Amazon S3 offers industry-leading scalability and availability, and customers often use Amazon S3 as a backup target, for data from on-premise systems, including Linux or Windows servers. Usually, the AWS CLI is used in a script to copy/upload these backups to Amazon S3. Customers may struggle to ensure that these backup uploads are successful, and if they fail, to notify teams to resolve the issue. Amazon S3 Event Notifications provides a mechanism for initiating events when backups are uploaded to an Amazon S3 bucket.

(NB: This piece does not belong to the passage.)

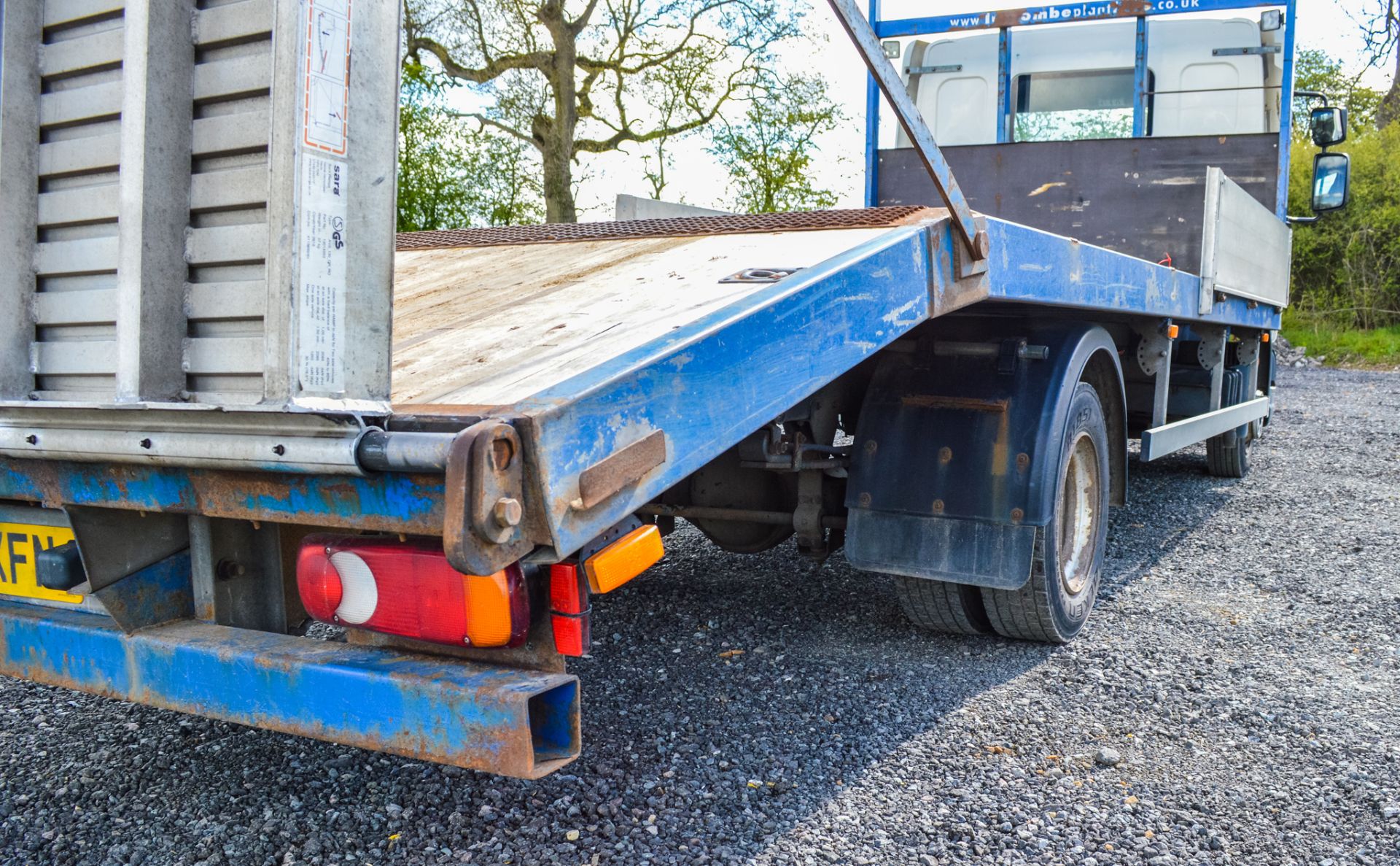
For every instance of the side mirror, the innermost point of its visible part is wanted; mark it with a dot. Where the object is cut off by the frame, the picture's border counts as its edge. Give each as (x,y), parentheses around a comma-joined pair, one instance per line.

This pattern uses AWS serverless services to implement an event-driven approach to monitor backup files in Amazon S3. It will create an Amazon S3 trigger to invoke a Lambda function when backups are copied into the Amazon S3 bucket, that will publish a custom metric to Amazon CloudWatch, based on the backup data in Amazon S3. Amazon CloudWatch dashboards will allow customers to monitor all backups in a single graph, and CloudWatch alarms will send notifications when backup uploads to Amazon S3 fail, to help customers quickly resolve failing backups. This pattern will create a CloudWatch dashboard like this:

Screenshot

Prerequisites

Assumptions

You can choose how to structure your backup data in the Amazon S3 bucket, based on your current setup. The default behaviour of the Lambda function assumes that in the root of the bucket, there will be folders (Amazon S3 prefixes) that hold backup files (objects) for different types of systems, applications, locations, customers, or any other structure you want to monitor. E.g. lets say you have three different types of applications that you are backing up data for: a web application, a CRM application, and a database. In this case, each application will be backed up to three different folders in the same bucket, namely:

- web
- crm
- db

Or they could be for systems in different locations, and then the different folders could be:

- johannesburg
- capetown

Assuming these systems run on on-premise servers, or even on Amazon EC2 instances, once you have created the backups, some script on each of those servers could use (probably scheduled from cron to run daily or at some other regular internal) the AWS CLI S3 copy command to copy the backup files to the bucket: (Note: you must edit the placeholders )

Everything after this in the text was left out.